All the while, Southwest has been paying Ramsey to keep roofs over their employees’ heads.

The properties are listed with the Maricopa County Assessor’s Office under Starwest Associates, one of Ramsey’s companies.

Ramsey founded Southwest in 1982. Many of the company’s executives, such as CEO Barry Landon, once worked directly for the man now threatening to cut into their business.
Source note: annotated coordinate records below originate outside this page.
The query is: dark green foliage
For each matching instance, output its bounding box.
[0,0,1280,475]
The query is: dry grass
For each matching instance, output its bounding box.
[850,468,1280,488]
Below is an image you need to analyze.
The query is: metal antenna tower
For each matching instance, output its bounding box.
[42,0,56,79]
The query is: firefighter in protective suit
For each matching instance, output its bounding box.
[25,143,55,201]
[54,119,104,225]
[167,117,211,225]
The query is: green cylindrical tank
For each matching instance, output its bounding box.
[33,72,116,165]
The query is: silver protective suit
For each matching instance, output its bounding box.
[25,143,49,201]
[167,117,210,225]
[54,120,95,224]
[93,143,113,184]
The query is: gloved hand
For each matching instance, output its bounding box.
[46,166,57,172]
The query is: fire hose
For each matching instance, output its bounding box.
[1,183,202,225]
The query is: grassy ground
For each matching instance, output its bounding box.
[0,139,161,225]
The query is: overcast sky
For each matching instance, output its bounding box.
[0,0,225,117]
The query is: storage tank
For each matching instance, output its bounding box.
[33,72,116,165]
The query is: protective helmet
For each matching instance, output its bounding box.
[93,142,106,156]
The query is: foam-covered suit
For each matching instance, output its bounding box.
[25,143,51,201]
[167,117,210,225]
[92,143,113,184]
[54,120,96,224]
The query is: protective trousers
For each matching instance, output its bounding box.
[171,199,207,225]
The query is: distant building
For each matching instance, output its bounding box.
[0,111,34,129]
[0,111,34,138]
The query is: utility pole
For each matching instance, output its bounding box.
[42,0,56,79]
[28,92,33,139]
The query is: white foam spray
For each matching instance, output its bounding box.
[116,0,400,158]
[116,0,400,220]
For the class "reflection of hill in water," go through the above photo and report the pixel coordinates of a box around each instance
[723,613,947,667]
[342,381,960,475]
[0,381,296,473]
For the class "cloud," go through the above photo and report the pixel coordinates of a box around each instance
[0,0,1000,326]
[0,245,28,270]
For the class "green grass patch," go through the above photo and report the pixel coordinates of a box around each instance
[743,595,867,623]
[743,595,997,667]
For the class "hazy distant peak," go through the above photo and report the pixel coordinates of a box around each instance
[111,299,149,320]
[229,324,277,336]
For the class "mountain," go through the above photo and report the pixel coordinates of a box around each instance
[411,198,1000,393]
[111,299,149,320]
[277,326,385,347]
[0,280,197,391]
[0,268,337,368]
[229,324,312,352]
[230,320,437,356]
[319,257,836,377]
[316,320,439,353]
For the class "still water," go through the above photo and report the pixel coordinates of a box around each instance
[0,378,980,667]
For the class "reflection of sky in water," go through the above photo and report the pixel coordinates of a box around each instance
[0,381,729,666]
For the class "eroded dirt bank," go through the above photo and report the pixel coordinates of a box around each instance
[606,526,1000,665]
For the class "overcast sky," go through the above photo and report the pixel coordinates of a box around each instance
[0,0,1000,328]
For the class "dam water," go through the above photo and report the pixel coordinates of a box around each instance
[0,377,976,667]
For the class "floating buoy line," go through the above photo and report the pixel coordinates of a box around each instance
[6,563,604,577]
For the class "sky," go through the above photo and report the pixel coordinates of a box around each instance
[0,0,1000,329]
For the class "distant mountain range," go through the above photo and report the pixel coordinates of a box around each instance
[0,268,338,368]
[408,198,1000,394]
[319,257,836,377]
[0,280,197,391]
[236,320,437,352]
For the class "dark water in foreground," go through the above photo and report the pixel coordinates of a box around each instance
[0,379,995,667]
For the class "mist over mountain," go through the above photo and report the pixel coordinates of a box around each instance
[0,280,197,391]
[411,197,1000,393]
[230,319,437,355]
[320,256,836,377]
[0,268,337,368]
"It’s probably not what the companies want to advertise, that they’re so close," said Jon Altmann, managing editor of Fire Times, an online fire and ambulance news clearinghouse. Ramsey is co-publisher of Fire Times, along with Pat Cantelme, PMT’s chief executive officer, and Alan Brunacini, Phoenix’s fire chief.

Ramsey purchased a controlling share of PMT in February and since has transformed it from a small company known mainly as a courier service for hospital patients into a major player in the East Valley 911 industry.

PMT is expected to launch its first emergency response operation in Scottsdale by early next year. At the same time, the firm will be competing to

dislodge Southwest from Chandler.

Even though Ramsey left Southwest, he has not cut all ties to his former company.

In 1996, a year before Ramsey merged Southwest with Rural/Metro Corp., he signed the company into 10-year leases for the eight buildings, Landon said.

The move came at a time when the ambulance industry was shrinking nationwide, with the big emergency response corporations such as American Medical Response and Rural/Metro purchasing or merging with many smaller, local firms.

It was common for the major ambulance firms to allow owners of the smaller companies they were purchasing to retain their buildings as part of the payment, said David Shrader, a North Carolina ambulance consultant who advised Scottsdale in its competition. The larger corporations would often lease the buildings back from the previous owners.

Ramsey cut himself a different deal, securing leases with Southwest before turning the company over to Rural/Metro.

The leases are to expire in December 2006 and Southwest has already laid plans for a new headquarters and operations center on 13 acres in Mesa, near the intersection of Country Club Drive and Baseline Road.

Southwest will leave the other stations it rents from Ramsey at the same time, Landon said.

"They’re old, tired facilities" that S outhwest is required to repair when maintenance problems arise, he said.

Southwest executives also grumble that they are paying the company’s founder too much rent. "We’re clearly paying more than current market value," said Josh Weiss, a Southwest spokesman.

Ramsey said he could not confirm the exact amount of the rent he collects from Southwest, but did not dispute the estimate of $1.2 million. Southwest provided the Tribune the rental rate it paid per square foot for each property in 2003, the buildings’ size and the annual percentage rate increase built into each lease. The Tribune calculated the total cost for 2005.

Altmann, a former Southwest executive who became Rural/Metro’s national marketing director after the merger, said there were no complaints with the property costs at the time of the lease deals. "The corporation was very pleased to acquire the access to those facilities and in many cases they said it was superior facilities for them," he said.

Despite the tension between Southwest and Ramsey, both have said they will honor the leases until they run out and called their rental relationship largely congenial.

"In the last couple years they’ve been paying rent on time. That wasn’t always the case," Ramsey said last week. "They (went) through a rough time, from a landlord’s perspective."

Landon said Southwest has made its payments on time and fulfilled every part of the leases.

For its part, Southwest looks forward to being free of Ramsey, he said. "I will have a new landlord," Landon said, "no doubt about it."